Feb 20 2019


Trade finance is facilitating financial needs in international trades. It involves an exporter who requires immediate payment and an importer who looks for credit. It also reduces risks like currency fluctuations, non-payment issues, and creditworthiness in the international trade transaction.

During the early days, exporters have never been able to make sure whether importers pay for the goods. On the other side, importers are worried since there is no guarantee that exporter will send the product of good quality without any delay. Trade finance ensured that exporters are paid on time and importers are assured for shipment of goods.

Trade Finance Process
Trade finance facilitated by banks and other financial establishments for different transactions between importers and exporters. Trade Finance Services covers different kinds of activities like issuing a letter of credit, lending, forfeiting, export credit and finance, and factoring. The trade finance method involves different parties like importer, exporter, financing institution, credit agencies, and insurers.

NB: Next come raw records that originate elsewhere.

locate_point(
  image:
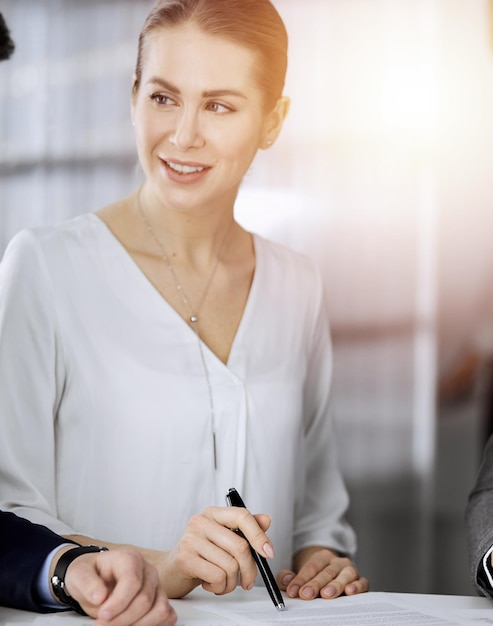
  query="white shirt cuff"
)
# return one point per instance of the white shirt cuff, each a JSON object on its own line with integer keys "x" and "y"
{"x": 43, "y": 581}
{"x": 486, "y": 567}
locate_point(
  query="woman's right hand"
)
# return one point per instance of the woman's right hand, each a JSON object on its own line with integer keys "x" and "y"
{"x": 212, "y": 555}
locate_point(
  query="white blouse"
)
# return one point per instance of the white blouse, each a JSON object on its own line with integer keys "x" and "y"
{"x": 105, "y": 421}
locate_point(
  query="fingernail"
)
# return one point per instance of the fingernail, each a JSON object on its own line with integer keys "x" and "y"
{"x": 269, "y": 550}
{"x": 308, "y": 593}
{"x": 329, "y": 592}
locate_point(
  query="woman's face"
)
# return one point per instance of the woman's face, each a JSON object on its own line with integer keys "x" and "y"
{"x": 199, "y": 117}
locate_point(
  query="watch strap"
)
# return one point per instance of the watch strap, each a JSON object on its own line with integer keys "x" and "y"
{"x": 58, "y": 578}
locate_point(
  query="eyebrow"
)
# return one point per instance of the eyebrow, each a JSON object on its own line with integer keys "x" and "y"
{"x": 213, "y": 93}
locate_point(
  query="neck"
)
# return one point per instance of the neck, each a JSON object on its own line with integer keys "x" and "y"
{"x": 193, "y": 239}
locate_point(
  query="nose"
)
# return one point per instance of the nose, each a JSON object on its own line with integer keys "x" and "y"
{"x": 186, "y": 132}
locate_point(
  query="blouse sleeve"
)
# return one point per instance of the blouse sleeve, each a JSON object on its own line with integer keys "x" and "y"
{"x": 31, "y": 384}
{"x": 324, "y": 500}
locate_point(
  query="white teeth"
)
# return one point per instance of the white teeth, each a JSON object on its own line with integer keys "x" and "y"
{"x": 184, "y": 169}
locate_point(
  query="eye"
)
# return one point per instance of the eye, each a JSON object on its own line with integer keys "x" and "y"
{"x": 217, "y": 107}
{"x": 162, "y": 99}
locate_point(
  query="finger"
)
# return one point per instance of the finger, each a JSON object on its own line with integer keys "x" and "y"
{"x": 284, "y": 577}
{"x": 318, "y": 562}
{"x": 336, "y": 587}
{"x": 358, "y": 586}
{"x": 212, "y": 543}
{"x": 84, "y": 583}
{"x": 241, "y": 519}
{"x": 128, "y": 576}
{"x": 160, "y": 612}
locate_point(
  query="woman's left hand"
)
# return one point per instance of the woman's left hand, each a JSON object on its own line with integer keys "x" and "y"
{"x": 321, "y": 572}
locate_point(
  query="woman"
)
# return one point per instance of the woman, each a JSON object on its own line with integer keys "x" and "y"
{"x": 168, "y": 354}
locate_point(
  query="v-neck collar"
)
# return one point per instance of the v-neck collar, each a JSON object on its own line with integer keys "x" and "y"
{"x": 135, "y": 286}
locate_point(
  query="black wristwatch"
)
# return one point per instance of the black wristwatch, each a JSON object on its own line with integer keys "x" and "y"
{"x": 58, "y": 578}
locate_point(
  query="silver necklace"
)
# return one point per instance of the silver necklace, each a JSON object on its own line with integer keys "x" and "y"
{"x": 193, "y": 316}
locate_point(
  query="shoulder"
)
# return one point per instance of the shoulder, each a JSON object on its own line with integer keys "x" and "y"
{"x": 36, "y": 245}
{"x": 288, "y": 264}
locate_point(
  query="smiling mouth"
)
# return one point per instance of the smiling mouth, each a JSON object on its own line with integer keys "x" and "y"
{"x": 184, "y": 169}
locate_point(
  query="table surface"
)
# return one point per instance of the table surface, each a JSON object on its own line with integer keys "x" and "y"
{"x": 191, "y": 609}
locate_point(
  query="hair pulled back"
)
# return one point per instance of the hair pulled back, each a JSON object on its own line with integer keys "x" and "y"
{"x": 255, "y": 24}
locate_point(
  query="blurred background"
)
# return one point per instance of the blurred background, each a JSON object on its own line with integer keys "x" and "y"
{"x": 383, "y": 174}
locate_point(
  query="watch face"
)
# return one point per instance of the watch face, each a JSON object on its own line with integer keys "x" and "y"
{"x": 58, "y": 578}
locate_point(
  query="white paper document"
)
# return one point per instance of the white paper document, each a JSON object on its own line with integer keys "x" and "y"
{"x": 372, "y": 609}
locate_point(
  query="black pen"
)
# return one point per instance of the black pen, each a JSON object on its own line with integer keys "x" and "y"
{"x": 233, "y": 498}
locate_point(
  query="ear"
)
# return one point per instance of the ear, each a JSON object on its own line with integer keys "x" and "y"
{"x": 133, "y": 98}
{"x": 274, "y": 122}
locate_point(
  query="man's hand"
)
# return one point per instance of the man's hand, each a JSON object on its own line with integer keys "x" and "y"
{"x": 119, "y": 588}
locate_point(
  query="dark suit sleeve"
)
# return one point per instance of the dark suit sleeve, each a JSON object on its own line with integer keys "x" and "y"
{"x": 23, "y": 549}
{"x": 479, "y": 519}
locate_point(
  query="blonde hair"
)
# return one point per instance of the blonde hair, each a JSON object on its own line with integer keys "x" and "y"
{"x": 255, "y": 24}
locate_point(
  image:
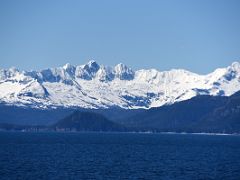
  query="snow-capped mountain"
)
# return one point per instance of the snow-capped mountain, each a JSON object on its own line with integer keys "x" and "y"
{"x": 96, "y": 86}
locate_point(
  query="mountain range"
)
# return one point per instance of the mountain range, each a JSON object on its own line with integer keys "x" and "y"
{"x": 94, "y": 86}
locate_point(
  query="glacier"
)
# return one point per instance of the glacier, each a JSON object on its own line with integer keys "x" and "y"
{"x": 97, "y": 86}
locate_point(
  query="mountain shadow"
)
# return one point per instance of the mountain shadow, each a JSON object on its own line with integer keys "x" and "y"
{"x": 87, "y": 121}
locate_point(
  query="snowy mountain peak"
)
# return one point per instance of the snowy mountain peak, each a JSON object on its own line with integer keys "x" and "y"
{"x": 95, "y": 86}
{"x": 235, "y": 66}
{"x": 123, "y": 72}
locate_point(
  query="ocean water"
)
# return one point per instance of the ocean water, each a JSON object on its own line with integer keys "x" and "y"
{"x": 118, "y": 156}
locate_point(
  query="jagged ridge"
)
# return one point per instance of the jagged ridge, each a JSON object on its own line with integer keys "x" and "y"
{"x": 97, "y": 86}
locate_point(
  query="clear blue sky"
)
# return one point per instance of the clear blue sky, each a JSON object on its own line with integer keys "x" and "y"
{"x": 198, "y": 35}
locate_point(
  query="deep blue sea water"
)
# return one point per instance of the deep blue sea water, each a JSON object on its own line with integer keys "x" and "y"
{"x": 118, "y": 156}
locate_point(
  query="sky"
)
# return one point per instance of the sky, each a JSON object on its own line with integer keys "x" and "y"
{"x": 199, "y": 36}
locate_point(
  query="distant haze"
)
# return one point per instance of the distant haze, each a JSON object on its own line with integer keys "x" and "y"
{"x": 195, "y": 35}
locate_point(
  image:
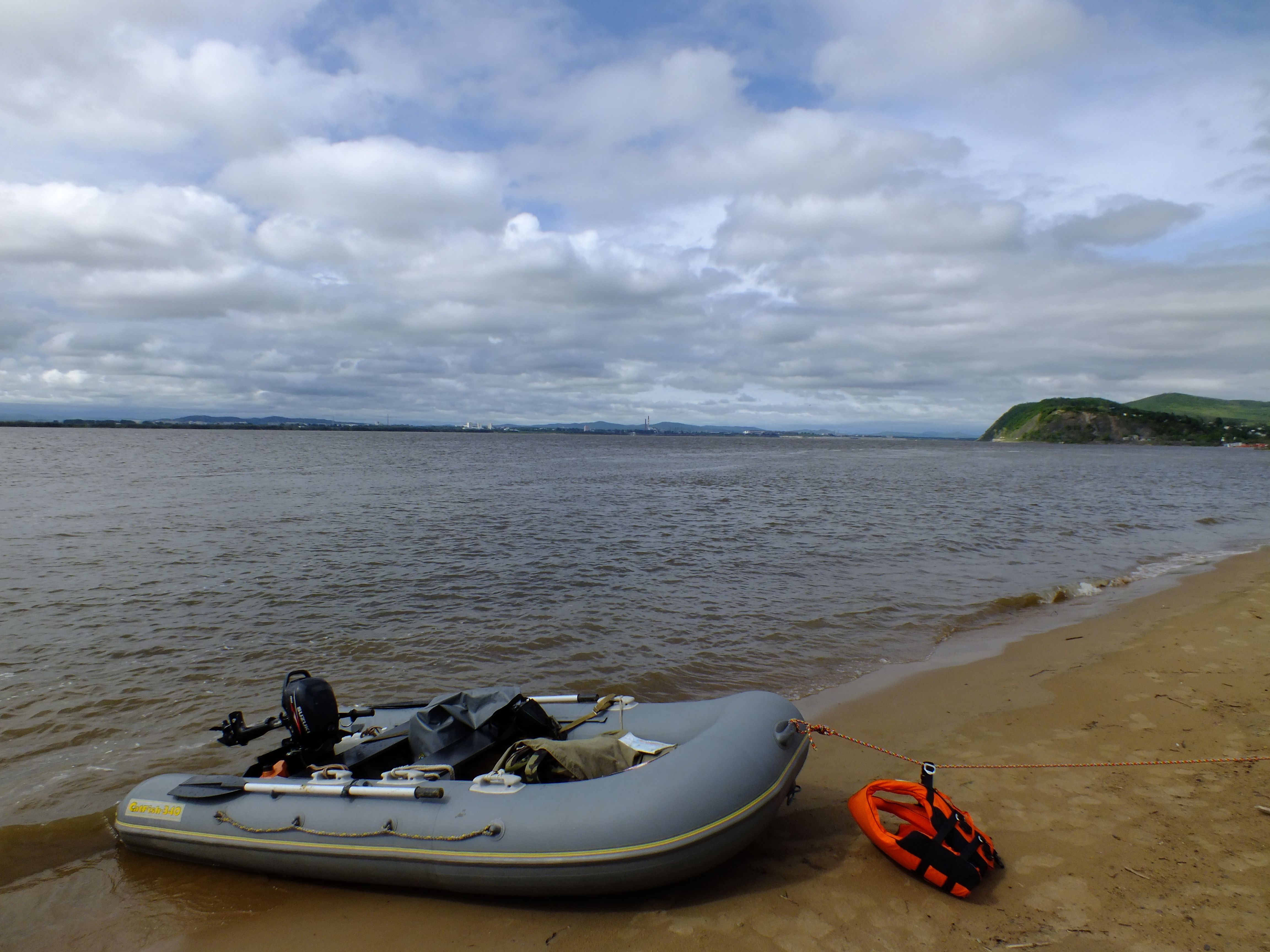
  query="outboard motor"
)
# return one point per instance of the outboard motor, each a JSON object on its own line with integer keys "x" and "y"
{"x": 310, "y": 714}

Trade Finance Products and Services

Letter of credit
It is an undertaking given by bank on behalf of the importer to an exporter, that, if the exporter presents the complying documents to the importer’s designated bank as specified importer in the agreement then the importer’s bank will make payment to the exporter.

Bank Guarantee
It is an undertaking given by the bank on behalf of the importer and in favor of the exporter. The bank acts as a guarantor if importer or exporter fails to fulfill the terms and conditions of the contract; the bank takes an initiative to pay a sum of money to the beneficiary.

Supplier’s Credit
Supplier’s Credit is used by an importer to extend their payment by using LC and in the meantime exporters paid immediately after shipment of goods. By going so, both exporters and importers can manage their working capital effectively. It is also called supply chain finance.

Exporters can get funding from factoring service providers against their accounts receivables post shipment. The importer will make payment to the factoring service provider after his credit period gets over. This product is without collateral and without recourse.